Each stage hands off to the next without leaving the sale context, so nothing falls through a gap between tools.
Free UPS and DHL pickups, scheduled in two clicks
A pile of labelled boxes still has to get collected, and doing that through carrier portals is its own tax on your time. The Schedule Pickup window books UPS and DHL Express collections directly — enter the address, package count and weight, and it generates a reusable template so the next booking is a date change rather than a re-type. Notably, RestocksAIO bypasses the UPS pickup fee, so collections scheduled through the tool are free.
Every booking lands in the My Pickups tab with its confirmation number, date, time window, location and a live status showing how long until the window closes. Per-row actions let you Track, Copy the confirmation, Remove, or Repeat — which pre-fills a new booking with the same carrier, address and package details. For an operation shipping regularly, that turns pickup scheduling from a recurring chore into a two-click habit, with a clean record of every collection in one place.
Related featurePickup & PODFree UPS and DHL pickups with a reusable template, and bulk proof-of-delivery downloads.Pulling proof of delivery in bulk
Proof of delivery only protects you if you actually have it, and pulling PDFs one at a time from carrier sites is exactly the kind of task that doesn't get done until a dispute forces it. The POD Downloader fixes that: paste a list of tracking numbers or tracking URLs, pick a carrier (Auto-detect works across a mixed batch), parse, and download every PDF into one folder. It supports UPS, DHL and DPD.
It's built for repeated, low-effort runs. The parser deduplicates by carrier and tracking, files already on disk show as Saved rather than re-downloading, and a second run only retries the rows that failed — so you can paste the same growing list across sessions cheaply. PDFs land in a Delivery PDFs folder named by tracking number, ready to archive. Pulling POD becomes a routine you run for every shipped batch, not a panic you do per dispute — which is the whole point of staying defensible.
Why proof of delivery is non-negotiable
Proof of delivery is the document that ends a dispute. When a buyer claims non-receipt, or a marketplace withholds a payout pending evidence, the POD is what closes it in your favour. Without it, you're arguing from memory against a claim — and you'll often lose.
Keeping the POD close to the sale and the invoice it belongs to also makes reconciliation cleaner: delivery evidence sits with the records it supports rather than scattered across carrier accounts.
One connected flow, not four tools
The reason to run labels, pickups and POD inside one workflow isn't convenience for its own sake — it's that the alternative leaks.
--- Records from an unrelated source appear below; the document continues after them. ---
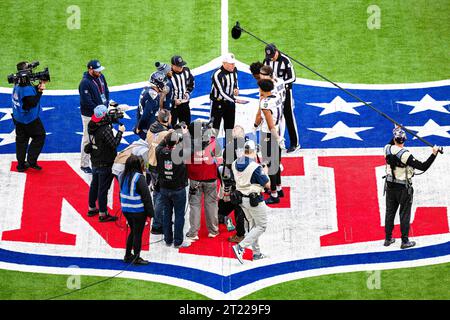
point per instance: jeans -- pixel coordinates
(158, 218)
(173, 201)
(101, 181)
(137, 225)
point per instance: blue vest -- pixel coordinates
(129, 199)
(20, 115)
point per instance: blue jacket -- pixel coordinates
(21, 114)
(90, 93)
(258, 176)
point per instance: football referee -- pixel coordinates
(283, 68)
(224, 89)
(183, 84)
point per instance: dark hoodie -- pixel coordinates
(90, 90)
(104, 140)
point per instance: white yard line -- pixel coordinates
(224, 26)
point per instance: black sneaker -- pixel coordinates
(409, 244)
(35, 166)
(128, 259)
(87, 170)
(157, 231)
(92, 213)
(22, 167)
(107, 218)
(140, 262)
(293, 148)
(272, 200)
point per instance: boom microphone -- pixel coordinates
(236, 31)
(236, 34)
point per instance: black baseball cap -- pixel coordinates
(95, 64)
(178, 61)
(271, 49)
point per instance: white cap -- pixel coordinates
(229, 58)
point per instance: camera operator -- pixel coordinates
(172, 177)
(157, 132)
(26, 110)
(250, 182)
(202, 173)
(232, 151)
(150, 102)
(93, 91)
(103, 152)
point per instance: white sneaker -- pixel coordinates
(238, 252)
(185, 244)
(191, 239)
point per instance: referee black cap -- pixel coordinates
(271, 49)
(178, 61)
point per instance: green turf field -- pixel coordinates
(328, 35)
(431, 282)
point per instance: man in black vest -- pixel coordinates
(103, 153)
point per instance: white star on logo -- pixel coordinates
(431, 128)
(8, 111)
(125, 134)
(426, 103)
(339, 130)
(338, 105)
(8, 138)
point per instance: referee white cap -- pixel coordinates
(229, 58)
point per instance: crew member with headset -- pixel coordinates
(173, 180)
(231, 152)
(400, 165)
(26, 110)
(136, 206)
(269, 116)
(250, 183)
(150, 102)
(283, 68)
(156, 133)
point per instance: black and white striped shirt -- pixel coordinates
(282, 68)
(183, 83)
(223, 85)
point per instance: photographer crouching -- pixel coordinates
(102, 148)
(26, 111)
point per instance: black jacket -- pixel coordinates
(171, 175)
(103, 138)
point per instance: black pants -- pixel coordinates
(180, 113)
(226, 207)
(225, 110)
(271, 152)
(288, 113)
(136, 221)
(398, 196)
(34, 130)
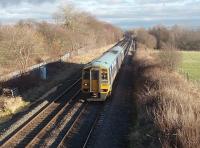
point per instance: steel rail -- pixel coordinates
(13, 135)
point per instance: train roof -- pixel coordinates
(107, 59)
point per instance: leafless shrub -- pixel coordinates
(173, 106)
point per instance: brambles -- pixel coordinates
(27, 42)
(168, 105)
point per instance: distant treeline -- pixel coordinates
(161, 37)
(29, 42)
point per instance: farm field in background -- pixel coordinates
(191, 64)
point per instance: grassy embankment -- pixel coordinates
(168, 105)
(191, 64)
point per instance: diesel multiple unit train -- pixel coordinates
(98, 76)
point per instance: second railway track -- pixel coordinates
(24, 135)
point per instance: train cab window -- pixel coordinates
(95, 74)
(104, 75)
(86, 74)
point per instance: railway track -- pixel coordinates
(33, 128)
(53, 124)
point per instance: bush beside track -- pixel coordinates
(168, 105)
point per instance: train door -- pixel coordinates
(94, 80)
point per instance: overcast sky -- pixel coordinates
(124, 13)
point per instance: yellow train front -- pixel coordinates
(98, 76)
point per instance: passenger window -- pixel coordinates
(86, 74)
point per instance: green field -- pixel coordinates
(191, 64)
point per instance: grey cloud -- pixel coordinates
(5, 3)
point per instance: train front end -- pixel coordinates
(95, 83)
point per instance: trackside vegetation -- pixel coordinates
(167, 103)
(190, 65)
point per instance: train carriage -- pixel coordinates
(98, 76)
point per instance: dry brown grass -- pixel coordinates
(11, 106)
(170, 101)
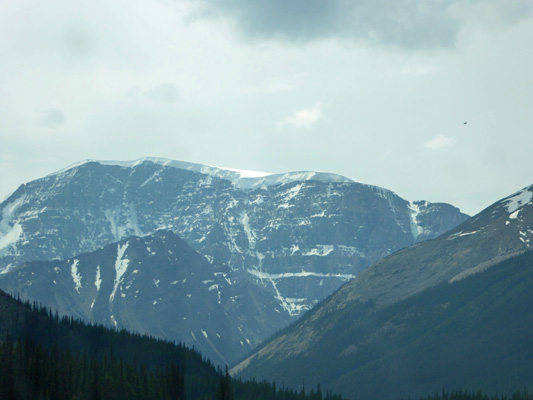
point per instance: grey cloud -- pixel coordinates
(405, 23)
(53, 118)
(163, 93)
(78, 42)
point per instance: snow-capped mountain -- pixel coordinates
(451, 313)
(156, 285)
(300, 234)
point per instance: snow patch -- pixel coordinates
(76, 277)
(9, 235)
(121, 266)
(320, 250)
(98, 280)
(249, 233)
(514, 215)
(414, 211)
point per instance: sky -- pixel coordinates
(432, 99)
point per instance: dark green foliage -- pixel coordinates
(473, 334)
(47, 357)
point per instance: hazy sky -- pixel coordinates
(376, 90)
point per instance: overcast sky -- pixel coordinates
(375, 90)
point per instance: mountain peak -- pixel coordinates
(239, 177)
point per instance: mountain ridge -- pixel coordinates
(494, 237)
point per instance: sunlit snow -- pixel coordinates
(121, 265)
(76, 277)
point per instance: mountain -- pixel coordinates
(451, 313)
(156, 285)
(300, 235)
(43, 356)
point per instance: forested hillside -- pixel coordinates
(43, 356)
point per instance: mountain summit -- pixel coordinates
(450, 313)
(301, 234)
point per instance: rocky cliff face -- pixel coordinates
(299, 235)
(446, 313)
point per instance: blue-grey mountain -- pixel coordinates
(450, 313)
(296, 236)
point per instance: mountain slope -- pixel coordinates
(300, 235)
(449, 313)
(155, 285)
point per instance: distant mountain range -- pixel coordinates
(451, 313)
(272, 246)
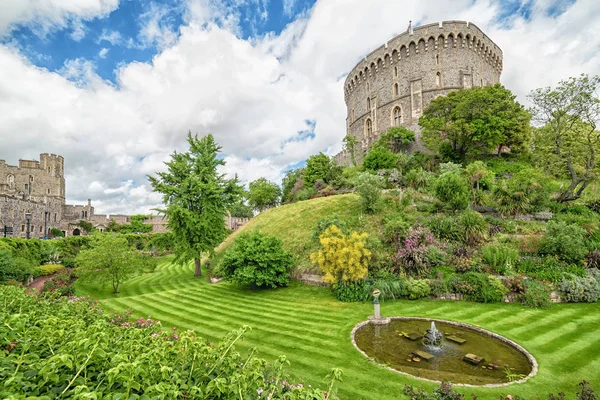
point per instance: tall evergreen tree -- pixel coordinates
(196, 199)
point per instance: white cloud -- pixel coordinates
(43, 16)
(254, 96)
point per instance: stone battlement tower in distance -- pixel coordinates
(394, 83)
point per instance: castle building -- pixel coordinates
(394, 83)
(36, 189)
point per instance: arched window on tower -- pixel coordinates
(397, 113)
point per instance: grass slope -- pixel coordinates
(313, 329)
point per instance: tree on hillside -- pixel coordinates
(292, 179)
(263, 194)
(318, 166)
(110, 260)
(475, 120)
(196, 197)
(569, 116)
(350, 142)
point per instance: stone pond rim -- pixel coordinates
(532, 361)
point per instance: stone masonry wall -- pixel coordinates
(394, 83)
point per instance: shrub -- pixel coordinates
(257, 260)
(473, 227)
(83, 339)
(9, 269)
(537, 295)
(394, 229)
(445, 228)
(351, 291)
(417, 288)
(412, 256)
(418, 178)
(501, 258)
(452, 191)
(369, 188)
(379, 158)
(567, 242)
(576, 289)
(342, 258)
(49, 269)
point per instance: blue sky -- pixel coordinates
(115, 39)
(115, 85)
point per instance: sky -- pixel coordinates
(114, 86)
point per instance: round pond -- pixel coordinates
(466, 355)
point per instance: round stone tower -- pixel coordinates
(394, 83)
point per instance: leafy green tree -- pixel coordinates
(241, 210)
(318, 166)
(368, 187)
(350, 142)
(380, 157)
(397, 138)
(257, 260)
(263, 194)
(569, 115)
(110, 260)
(196, 197)
(452, 191)
(478, 119)
(291, 179)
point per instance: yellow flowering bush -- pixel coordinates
(342, 257)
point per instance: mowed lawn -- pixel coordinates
(312, 328)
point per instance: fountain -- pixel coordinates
(432, 337)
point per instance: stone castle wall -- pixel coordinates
(393, 84)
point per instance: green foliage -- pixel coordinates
(324, 223)
(350, 142)
(196, 197)
(569, 137)
(537, 295)
(263, 194)
(576, 289)
(417, 288)
(525, 191)
(56, 348)
(567, 242)
(317, 167)
(501, 258)
(291, 179)
(49, 269)
(475, 120)
(241, 210)
(397, 138)
(379, 157)
(452, 191)
(110, 260)
(479, 287)
(418, 178)
(369, 188)
(351, 291)
(257, 260)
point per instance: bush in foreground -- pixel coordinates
(52, 348)
(257, 260)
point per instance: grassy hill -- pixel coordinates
(293, 223)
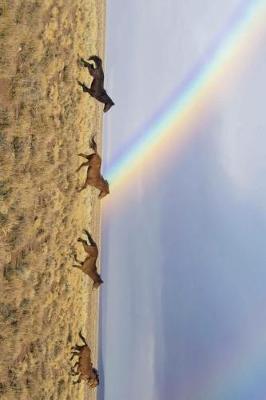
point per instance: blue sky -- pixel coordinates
(183, 259)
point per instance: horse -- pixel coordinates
(94, 177)
(85, 370)
(88, 266)
(97, 87)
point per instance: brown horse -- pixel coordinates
(94, 177)
(88, 266)
(97, 87)
(84, 365)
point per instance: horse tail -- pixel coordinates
(97, 60)
(93, 144)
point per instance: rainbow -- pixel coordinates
(186, 106)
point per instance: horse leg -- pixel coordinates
(85, 63)
(83, 187)
(73, 372)
(85, 164)
(78, 381)
(84, 155)
(77, 348)
(85, 245)
(76, 259)
(73, 355)
(92, 243)
(77, 266)
(82, 338)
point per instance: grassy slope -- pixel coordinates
(45, 120)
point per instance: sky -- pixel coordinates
(183, 250)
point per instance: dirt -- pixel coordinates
(45, 121)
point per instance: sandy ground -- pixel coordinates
(45, 120)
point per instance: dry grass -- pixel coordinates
(45, 120)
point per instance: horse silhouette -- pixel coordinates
(88, 266)
(94, 177)
(97, 87)
(85, 369)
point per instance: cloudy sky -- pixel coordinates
(183, 250)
Four disconnected tools mean four places for an order to slip: a label bought but no pickup scheduled, a parcel shipped with no proof pulled. Keeping it in the pickup and POD flow alongside the documentation suite means each sale carries its carrier from confirmation through to delivery proof.
Protecting yourself on every sale isn't extra work when the proof generates itself from the order. It's the default.